Most cards end their prompt by telling the player to remove a block from a Jenga-like wooden tower that represents The Wretched’s structural integrity. The game begins with several already removed, and almost nothing can be accomplished without further pushing the vessel towards explosive failure. Should the tower fall, the survivor dies - their story ending abruptly.
The beauty of The Wretched, and its best design feature for my money, is asking the player to record their daily logs into a microphone. The voice is a less precise tool but one that cleaves closer to emotional truth, especially when the player-character is six days in and had to use the long-dead corpse of their best friend as bait to repair a vital piece of machinery.
Even beyond the constructed narrative, spending a prolonged time talking to and about yourself can be a vulnerable activity. My initial logs read like a buttoned-up engineer making rational and measurable notes of the situation but quickly devolved as the lack of human connection frayed my nerves. By day three I was telling stories of friends who had died in the attack, and by the ninth I was describing the alien like an irascible neighborhood pest who kept trying to knock over my bins, if only to feel connected to something.

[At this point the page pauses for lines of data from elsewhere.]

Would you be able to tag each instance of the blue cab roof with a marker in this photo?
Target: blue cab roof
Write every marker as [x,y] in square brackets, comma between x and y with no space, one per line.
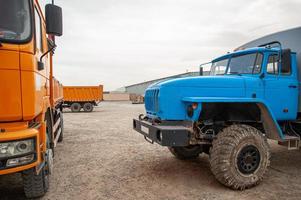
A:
[246,51]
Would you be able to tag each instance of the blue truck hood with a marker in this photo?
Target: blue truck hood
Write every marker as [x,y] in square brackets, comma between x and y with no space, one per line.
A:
[165,99]
[230,81]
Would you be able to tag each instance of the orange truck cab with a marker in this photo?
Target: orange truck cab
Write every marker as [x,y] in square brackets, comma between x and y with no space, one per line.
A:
[31,120]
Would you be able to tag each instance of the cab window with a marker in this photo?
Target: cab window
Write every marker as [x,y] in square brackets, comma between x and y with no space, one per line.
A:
[272,66]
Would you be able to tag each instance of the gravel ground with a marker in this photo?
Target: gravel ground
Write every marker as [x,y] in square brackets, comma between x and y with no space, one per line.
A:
[103,158]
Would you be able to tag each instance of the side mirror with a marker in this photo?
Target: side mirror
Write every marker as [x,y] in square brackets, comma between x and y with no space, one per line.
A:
[286,61]
[201,71]
[54,20]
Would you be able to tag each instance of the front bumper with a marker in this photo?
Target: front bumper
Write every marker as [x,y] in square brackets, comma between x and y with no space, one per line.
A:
[173,134]
[19,135]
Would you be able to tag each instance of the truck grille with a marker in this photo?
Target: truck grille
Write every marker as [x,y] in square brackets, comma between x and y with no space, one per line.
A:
[151,101]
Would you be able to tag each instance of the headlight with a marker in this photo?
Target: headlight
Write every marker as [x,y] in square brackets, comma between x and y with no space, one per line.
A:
[16,148]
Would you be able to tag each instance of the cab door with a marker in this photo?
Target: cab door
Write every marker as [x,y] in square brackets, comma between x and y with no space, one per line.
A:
[281,89]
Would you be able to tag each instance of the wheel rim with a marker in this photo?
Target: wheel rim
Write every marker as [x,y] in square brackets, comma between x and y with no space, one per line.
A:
[248,159]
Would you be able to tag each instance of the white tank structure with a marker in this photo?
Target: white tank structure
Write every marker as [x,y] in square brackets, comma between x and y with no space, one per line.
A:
[289,39]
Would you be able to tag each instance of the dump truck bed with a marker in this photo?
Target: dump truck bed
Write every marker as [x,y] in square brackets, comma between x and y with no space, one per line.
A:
[83,93]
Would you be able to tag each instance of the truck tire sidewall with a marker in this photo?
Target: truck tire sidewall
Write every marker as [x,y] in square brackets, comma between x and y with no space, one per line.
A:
[88,107]
[75,107]
[226,149]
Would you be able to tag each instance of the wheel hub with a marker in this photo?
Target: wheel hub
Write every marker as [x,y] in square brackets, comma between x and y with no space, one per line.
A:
[248,159]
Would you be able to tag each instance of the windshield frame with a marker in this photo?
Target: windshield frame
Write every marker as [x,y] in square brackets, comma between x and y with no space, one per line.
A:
[30,35]
[228,59]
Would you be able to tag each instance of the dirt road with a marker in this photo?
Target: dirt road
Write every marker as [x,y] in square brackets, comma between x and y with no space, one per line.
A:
[103,158]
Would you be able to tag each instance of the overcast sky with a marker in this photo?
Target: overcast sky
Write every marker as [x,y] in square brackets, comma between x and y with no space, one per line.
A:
[122,42]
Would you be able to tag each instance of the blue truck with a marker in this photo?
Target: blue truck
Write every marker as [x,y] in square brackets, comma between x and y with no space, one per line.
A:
[251,95]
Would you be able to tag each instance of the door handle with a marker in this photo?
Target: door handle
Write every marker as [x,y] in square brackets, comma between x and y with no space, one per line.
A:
[292,86]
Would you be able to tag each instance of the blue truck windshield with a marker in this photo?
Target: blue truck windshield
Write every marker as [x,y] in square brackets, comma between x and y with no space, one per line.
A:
[14,21]
[242,64]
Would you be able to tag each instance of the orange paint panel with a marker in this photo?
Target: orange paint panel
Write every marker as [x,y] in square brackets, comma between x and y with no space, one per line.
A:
[10,95]
[83,93]
[9,59]
[33,91]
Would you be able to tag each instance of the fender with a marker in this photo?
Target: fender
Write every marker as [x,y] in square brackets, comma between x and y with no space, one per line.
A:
[270,124]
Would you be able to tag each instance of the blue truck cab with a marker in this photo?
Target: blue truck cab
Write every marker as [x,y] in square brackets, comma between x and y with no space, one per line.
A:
[251,95]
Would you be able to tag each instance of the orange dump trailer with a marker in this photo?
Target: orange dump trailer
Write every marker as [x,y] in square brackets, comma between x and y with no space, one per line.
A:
[82,97]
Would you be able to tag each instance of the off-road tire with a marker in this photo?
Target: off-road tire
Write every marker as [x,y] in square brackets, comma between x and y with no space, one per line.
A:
[186,153]
[88,107]
[61,138]
[225,156]
[35,185]
[75,107]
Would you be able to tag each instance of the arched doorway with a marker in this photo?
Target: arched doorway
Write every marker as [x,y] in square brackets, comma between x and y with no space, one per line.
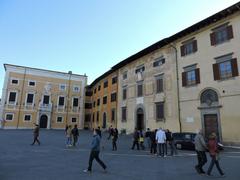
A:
[210,113]
[140,119]
[43,121]
[104,125]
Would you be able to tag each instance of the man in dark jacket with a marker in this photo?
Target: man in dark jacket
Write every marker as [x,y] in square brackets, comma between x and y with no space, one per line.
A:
[95,150]
[135,139]
[200,147]
[35,135]
[75,134]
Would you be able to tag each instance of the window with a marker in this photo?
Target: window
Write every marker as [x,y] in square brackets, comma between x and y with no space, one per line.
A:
[62,87]
[61,101]
[160,111]
[221,34]
[74,120]
[9,117]
[140,89]
[158,62]
[12,97]
[114,80]
[105,85]
[159,84]
[31,83]
[225,69]
[124,114]
[105,100]
[27,117]
[124,93]
[30,97]
[125,75]
[88,105]
[75,102]
[46,99]
[113,97]
[189,47]
[76,88]
[113,115]
[88,93]
[140,69]
[14,81]
[191,76]
[59,119]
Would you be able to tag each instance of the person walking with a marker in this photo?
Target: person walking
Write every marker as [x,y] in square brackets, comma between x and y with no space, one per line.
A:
[36,134]
[141,140]
[147,137]
[94,154]
[110,132]
[75,134]
[135,139]
[161,140]
[200,147]
[69,136]
[170,142]
[214,153]
[114,139]
[153,149]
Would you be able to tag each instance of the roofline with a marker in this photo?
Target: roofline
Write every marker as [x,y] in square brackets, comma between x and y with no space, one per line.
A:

Speaking also revealed my motivations to survive and how instinctual it felt, regardless of circumstance. Petty spite drove me to mock the creature scratching at the airlock as I drank rehydrated coffee, but a deep sense of obligation sent me searching for mementos of fallen crew members - like a teddy bear held in a death grip by our chief officer - to deliver back home.
The voice is a less precise tool but one that cleaves closer to emotional truth.
The Wretched is clearly a game that deals with hope in hopeless times, something I had become very familiar with in the past year. The daily routines undertaken while consciously avoiding the gnashing threat beyond a carefully maintained barrier sounds like an obvious metaphor (Bissette began designing the game well before lockdown), but roleplaying someone in a similar - if heightened - situation provided me an outlet for expressing all those little stressors and micro-frustrations and, in the end, ultimately confronting what little responsibility an individual can shoulder in the face of a world-shifting crisis.
There was never any chance my character would survive to be rescued. My log reached Day 12 before the tower fell and the game ended, but that felt like a colossal achievement. The final entry describes my choice to end things on my own terms, holding onto a scrap of agency as I sent The Wretched into total systems failure and denied the lurking alien a reward for its patience.
Bissette designed their game around a central lie - that survival was possible - but that inevitability didn’t cheapen the experience. Instead, it pivots the spotlight on the courage of facing the unrelenting march of endless days, the nobility in responsibility triage and the accomplishment in simple perseverance.
I’m left with a new appreciation for the year most of us spent waiting - and far too often confronting - the threat beyond our door. The Wretched characterized the hope that we might make it to 2021 and beyond not so much as a goal as a daily project, a routine as boring and frustrating as exercise and doing laundry. It felt so meaningless until it was all the control I had left.
Bissette and fellow designer Matt Sanders spun this experience out into a system called Wretched & Alone, powering all sorts of solo journaling games in a multitude of genres, but if anyone else feels like they’re in a place to begin unpacking the past year of trauma and fallout, I recommend starting with the original. It showcases a hard-to-find emotional intelligence and gentle respect for fools clutching to hope.
Edit: This article has been updated to accurately credit Matt Sanders with creating Wretched & Alone.